Bringing style to her DJ set, Lunoe had the youthful crowd in the palm of her hand. Earning deafening cheers to mixes of “Humble” and “Mask Off” alike, she brought an intense fire to the stage. Rocking more hints of aggressive dub-step-like sounds, her set was shaped in its angry dance takes of popular songs. Working the crowd as much on her own as with her music, Lunoe was one of those DJs that make you appreciate the difference between playing songs and playing songs. Earning even more bouncing and shouting to her own tracks like “Radioactive” she undeniably shook up the usually rock-focused fest, all while seven-months-pregnant.
More than just a singer or just a guitarist, Matt Anderson’s blend of blues and calming sunny rock entertained his massive crowd over at the Bluesville Stage. Shuffling between grinding funk and relaxing afternoon tracks he was a force of nature as he led his unbelievably tight band through the set. The slower tracks provided a good mix for the equally mixed crowd, with fans from all ages checking out his show. Not a diva, Anderson didn’t let his unique talents stand in the way of the music, backing out of the light when it was time for one of his fellow players to shine. With solos flaring from every end of the stage it was hard to feel like things ever even slowed down during his set.
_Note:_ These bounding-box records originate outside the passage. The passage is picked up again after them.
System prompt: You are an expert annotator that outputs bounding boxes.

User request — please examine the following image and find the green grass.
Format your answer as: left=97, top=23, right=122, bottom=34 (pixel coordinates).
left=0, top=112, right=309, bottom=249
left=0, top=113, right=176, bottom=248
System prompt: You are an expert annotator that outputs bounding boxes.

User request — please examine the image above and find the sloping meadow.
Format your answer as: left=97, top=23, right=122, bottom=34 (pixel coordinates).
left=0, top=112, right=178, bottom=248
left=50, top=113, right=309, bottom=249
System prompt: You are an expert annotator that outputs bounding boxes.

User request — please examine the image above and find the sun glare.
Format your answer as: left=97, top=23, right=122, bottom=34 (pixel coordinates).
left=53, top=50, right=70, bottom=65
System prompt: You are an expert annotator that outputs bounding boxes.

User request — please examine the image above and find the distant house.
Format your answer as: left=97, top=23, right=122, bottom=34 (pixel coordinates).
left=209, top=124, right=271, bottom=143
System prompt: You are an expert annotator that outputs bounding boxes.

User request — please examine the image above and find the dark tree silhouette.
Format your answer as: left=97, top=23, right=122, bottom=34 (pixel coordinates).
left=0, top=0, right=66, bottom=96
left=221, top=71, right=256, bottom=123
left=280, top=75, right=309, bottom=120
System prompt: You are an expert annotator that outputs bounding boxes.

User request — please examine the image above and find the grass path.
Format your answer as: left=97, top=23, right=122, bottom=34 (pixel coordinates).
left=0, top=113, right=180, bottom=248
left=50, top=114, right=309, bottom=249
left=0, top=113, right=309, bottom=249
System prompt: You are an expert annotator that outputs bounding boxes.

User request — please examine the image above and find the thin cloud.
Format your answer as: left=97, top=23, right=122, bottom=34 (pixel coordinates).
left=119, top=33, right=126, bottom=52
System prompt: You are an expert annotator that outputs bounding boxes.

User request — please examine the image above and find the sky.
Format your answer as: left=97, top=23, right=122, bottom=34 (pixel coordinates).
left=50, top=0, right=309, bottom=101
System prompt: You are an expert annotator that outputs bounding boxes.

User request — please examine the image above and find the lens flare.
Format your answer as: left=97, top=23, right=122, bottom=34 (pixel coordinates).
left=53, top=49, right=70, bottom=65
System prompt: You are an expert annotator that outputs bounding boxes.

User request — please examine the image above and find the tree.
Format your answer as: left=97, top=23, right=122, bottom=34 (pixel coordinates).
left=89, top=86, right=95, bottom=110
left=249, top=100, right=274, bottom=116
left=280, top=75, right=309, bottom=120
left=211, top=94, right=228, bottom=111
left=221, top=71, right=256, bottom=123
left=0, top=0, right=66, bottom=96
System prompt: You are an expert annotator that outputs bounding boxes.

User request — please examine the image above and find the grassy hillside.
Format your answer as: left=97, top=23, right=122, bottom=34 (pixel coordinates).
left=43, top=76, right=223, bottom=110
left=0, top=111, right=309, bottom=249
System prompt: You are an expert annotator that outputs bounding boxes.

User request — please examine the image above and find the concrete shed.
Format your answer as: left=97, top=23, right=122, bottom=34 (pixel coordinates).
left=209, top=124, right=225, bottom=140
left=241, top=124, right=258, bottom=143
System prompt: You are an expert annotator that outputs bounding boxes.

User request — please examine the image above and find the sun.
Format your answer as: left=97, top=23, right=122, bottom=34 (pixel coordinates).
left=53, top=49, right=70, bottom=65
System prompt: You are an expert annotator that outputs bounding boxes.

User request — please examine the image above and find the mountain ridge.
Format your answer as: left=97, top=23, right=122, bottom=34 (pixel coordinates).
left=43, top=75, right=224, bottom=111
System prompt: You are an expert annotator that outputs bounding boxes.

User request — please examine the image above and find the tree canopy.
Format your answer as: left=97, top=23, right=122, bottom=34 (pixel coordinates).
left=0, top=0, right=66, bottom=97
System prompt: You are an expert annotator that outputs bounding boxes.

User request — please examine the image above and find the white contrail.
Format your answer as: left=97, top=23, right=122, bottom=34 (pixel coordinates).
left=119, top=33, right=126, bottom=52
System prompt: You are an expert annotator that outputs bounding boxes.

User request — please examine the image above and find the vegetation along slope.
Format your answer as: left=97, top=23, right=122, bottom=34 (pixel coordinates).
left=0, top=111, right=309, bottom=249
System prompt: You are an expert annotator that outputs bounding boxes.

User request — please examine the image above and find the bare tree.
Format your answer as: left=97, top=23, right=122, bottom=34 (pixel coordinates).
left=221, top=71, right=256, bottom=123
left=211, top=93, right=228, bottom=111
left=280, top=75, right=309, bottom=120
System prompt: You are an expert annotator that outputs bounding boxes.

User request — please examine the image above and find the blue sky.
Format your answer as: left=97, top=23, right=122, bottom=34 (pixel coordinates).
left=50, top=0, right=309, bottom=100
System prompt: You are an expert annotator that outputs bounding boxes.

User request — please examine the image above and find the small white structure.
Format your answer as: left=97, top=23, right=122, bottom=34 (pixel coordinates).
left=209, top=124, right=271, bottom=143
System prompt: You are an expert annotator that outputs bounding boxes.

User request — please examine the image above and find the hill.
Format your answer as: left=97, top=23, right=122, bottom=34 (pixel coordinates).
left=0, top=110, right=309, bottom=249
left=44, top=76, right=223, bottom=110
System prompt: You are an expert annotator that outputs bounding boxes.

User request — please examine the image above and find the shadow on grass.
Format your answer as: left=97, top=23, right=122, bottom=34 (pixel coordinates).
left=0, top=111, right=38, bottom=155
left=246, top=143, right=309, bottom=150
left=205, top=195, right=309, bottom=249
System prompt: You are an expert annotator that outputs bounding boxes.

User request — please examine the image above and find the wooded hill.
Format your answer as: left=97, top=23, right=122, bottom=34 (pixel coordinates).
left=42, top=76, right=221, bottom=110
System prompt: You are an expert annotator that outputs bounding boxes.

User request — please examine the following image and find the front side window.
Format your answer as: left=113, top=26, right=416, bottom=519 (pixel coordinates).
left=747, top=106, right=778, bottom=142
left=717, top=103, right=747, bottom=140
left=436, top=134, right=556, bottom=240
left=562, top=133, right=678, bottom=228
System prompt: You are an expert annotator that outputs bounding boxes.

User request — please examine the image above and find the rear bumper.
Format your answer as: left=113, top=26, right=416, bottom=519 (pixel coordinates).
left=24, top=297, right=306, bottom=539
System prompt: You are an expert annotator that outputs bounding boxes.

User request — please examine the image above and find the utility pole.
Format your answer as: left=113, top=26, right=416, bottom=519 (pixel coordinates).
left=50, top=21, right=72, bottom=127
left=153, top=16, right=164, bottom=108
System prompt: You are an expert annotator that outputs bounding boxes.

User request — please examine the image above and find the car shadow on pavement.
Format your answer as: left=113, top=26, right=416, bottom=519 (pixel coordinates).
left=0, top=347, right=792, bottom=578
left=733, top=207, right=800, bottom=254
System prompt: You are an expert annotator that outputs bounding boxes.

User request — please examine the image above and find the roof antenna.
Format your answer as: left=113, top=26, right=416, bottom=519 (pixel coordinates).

Despite the level of parody DJ Mustard’s infamous “Mustard On That Beat” watermark has become, it was hard not to take him seriously for his closing set on the Black Sheep stage. Mixing his own productions from artists like Big Sean along with DMX, Kendrick Lamar and even the Yeah Yeah Yeah’s “Heads Will Roll” he never eased up. The crowd, already in a frenzy from Lunoe’s earlier set, were an amorphous wave of people, throwing clothes, bottles and even umbrellas in all the excitement. Smoke cannons flaring, and such a relentless amount of song switching it was impossible to ever get tired of one song, he drove the party like it was his last day on earth, making the corny watermark almost a war cry by the night’s end. Amping things up with samples, he even brought in a mix of Old Dirty Bastard vocals that managed to hype the crowd up even more before dropping into “Get Low.”